El Censo de 2001 puso números a aquel sentimiento al revelar que seis de cada 10 personas se identificaban con algún pueblo indígena de los 36 que habitan el territorio de Bolivia. En ese tiempo, los datos demostraron dos cosas: a) la recuperación de la autoestima originaria y b) el cuestionamiento al Estado oligárquico identificándose como más quechua o más aymara que boliviano.
Esta sensación política fue olfateada por el Movimiento Nacionalista Revolucionario (MNR) ocho años antes, en las elecciones de 1993, cuando nominó como candidato a vicepresidente al aymara Victor Hugo Cárdenas y ganó, pero perdió si pretendió poner un dique al avance del nuevo sujeto histórico.
Números y filias identitarias construyeron el discurso político de la última década: la mayoría indígena excluida debe redactar una Constitución que refleje su supremacía para refundar el Estado y acabar con la exclusión.

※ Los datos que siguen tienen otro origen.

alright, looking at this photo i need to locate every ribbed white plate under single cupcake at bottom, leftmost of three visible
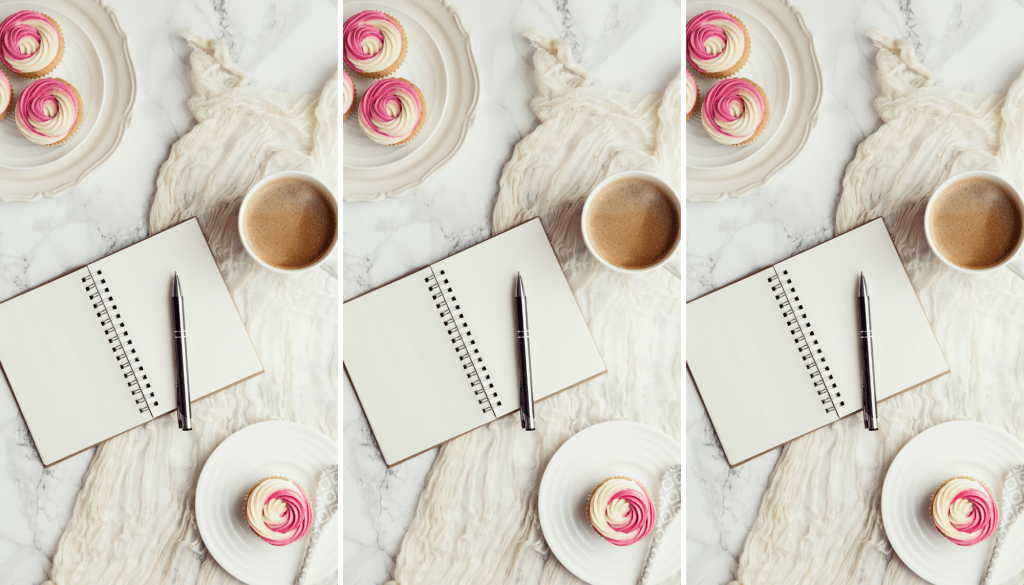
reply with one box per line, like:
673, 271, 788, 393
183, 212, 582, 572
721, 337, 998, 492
196, 420, 338, 585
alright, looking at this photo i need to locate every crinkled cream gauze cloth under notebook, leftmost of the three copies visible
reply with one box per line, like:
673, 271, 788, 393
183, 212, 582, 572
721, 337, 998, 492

Alcanzado el objetivo entre el 2006 y 2009, el discurso perdió sentido porque sencillamente caducó debido a la contradicción gubernamental.
Esta realidad que discurrió bajo la alfombra social, pero sobre el piso político, salió a la luz en el Censo 2012, cuando el rostro de la identidad, prácticamente, se invirtió: casi seis de cada 10 no se identificaron con ningún pueblo indígena.
¿Cómo explicar esta sorpresa en tiempos del Estado Plurinacional y el primer Presidente Indígena? Una hipótesis echa la culpa a la complejidad de la pregunta 29, menospreciando la inteligencia de los censados, cuando fue la más debatida y resistida por el gobierno por temor a cristalizar el ser mestizo proyectado por la Revolución Nacional de 1952.
La anterior hipótesis no se percata que la negación de la identidad en menos de una década no se incubó en los indígena originario campesinos que viven en el área rural, prueba de ello muchos pueblos, particularmente, del oriente crecieron en número. El cambio se produjo en las ciudades, donde hay más posibilidades de informarse, donde viven más aymaras y quechuas y donde crece un sentimiento de no pertenencia al Estado Plurinacional gestado con una sobredosis indígena.
Por tanto, entre el censo 2001 y 2012, pero particularmente durante el gobierno del MAS, asoman dos elementos importantes: a) soy más boliviano que quechua, aymara o guaraní en respuesta a la sobredosis indígena que está deslegitimando al Estado Plurinacional y b) reconozco mi raíz originaria, pero avizorando el inevitable mestizaje.
En otras palabras, aquellos millones de “ningunos”, además de encerrar una rebeldía contra la falsa indigenización del Estado y del poder (por usar sus propias palabras), en realidad traen consigo el embrión del nuevo ser boliviano, que nace como respuesta a la negación masista de esta realidad.
No reconocer la gestación sociopolítica del nuevo ser le puede significar al MAS, que ya no emociona con su discurso indígena, perder la perspectiva histórica como los llamados partidos neoliberales que quisieron frenar la avanzada indígena con dos palabras: pluri, multi; Lo mismo puede suceder con las dos nuevas palabras que, paradójicamente, envejecen rápido: Estado Plurinacional.